The goal of the program is to help you developing an exercise routine and being active every day.
If you are not currently exercising daily, you can increase the frequency of your exercise as a way of progressing your program.
You can progress the intensity of your exercise by working harder.
You are not ready to progress the intensity of your exercise unless all three points below are true for you.
- Your rating of perceived exertion (RPE) is less than 11 (light work) on the scale. View or download the rating of perceived exertion (PDF, opens in new window) »
- Your heart rate during your exercise is below the training heart rate set by your cardiovascular prevention and rehabilitation team.
- You currently do not feel any signs of shortness of breath, chest pain, chest discomfort, muscle or joint aches or pains.

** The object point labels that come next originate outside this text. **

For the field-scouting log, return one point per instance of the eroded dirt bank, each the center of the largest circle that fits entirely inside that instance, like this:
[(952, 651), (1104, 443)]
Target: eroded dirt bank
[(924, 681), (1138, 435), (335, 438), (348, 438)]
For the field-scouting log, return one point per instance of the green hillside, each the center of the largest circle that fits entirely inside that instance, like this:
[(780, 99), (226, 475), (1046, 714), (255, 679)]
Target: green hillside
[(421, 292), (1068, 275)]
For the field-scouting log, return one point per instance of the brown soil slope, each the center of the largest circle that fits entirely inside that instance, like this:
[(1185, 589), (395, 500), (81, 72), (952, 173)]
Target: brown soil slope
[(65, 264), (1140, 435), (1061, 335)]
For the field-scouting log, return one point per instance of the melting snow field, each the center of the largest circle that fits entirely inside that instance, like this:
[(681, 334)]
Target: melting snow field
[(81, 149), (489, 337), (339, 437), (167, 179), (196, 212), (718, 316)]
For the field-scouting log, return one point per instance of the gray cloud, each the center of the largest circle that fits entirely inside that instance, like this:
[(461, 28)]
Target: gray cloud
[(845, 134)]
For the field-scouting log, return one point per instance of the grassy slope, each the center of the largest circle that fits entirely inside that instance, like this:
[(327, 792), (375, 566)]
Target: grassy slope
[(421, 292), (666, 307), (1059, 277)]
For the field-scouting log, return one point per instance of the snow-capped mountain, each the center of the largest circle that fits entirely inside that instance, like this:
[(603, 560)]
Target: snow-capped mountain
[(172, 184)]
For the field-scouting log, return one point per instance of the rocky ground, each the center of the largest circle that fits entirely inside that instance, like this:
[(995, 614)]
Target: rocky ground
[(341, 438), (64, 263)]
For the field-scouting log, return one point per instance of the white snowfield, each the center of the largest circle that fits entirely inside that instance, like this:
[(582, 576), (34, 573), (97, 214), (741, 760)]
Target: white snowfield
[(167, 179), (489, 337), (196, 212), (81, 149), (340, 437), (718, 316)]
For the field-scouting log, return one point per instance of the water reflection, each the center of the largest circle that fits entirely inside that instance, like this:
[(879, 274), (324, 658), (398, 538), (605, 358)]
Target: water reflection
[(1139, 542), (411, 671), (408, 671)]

Do not progress the intensity of your exercise if any of the conditions outlined above are present.
- The type of exercise you do will determine how the intensity could change. Here are some examples of walking, jogging, and cycling.
- To progress the intensity of walking, increase the speed of your walk or increase your walking time and distance.
- To progress the intensity of jogging, increase how often you jog or increase the length of time you jog in your routine.
- To progress the intensity of cycling, increase the speed (revolutions per minute) of your cycling or how much tension is on the flywheel.
Type of Exercise
You may want to try a new exercise. For example, you might want to start cycling in addition to walking.
Variety is important, especially if you feel bored with your program. Changing the type of exercise, you do is a way of progressing your program.
Time or Duration of Exercise
The duration of your aerobic exercise is important. The goal is to exercise between 30 and 60 minutes each session depending on your level of fitness, medical history, and goals.
The duration of your exercise is usually the first step in progressing your exercise program. You should increase the duration before you increase the intensity.
How to Progress Resistance Training
To make sure you continue to challenge your muscles and make them stronger, it is important for you to progress your resistance training exercises. This means that, as your muscles get used to the weight you lift, something must change.
This could be how much weight you lift or how many times you lift the weight.
- Progress your program when you can perform 2 sets of 10 repetitions comfortably.
- Gradually increase the number of repetitions from 10 to 15.
- Increase the weight by 2 to 5 lbs and reduce the reps back to 10.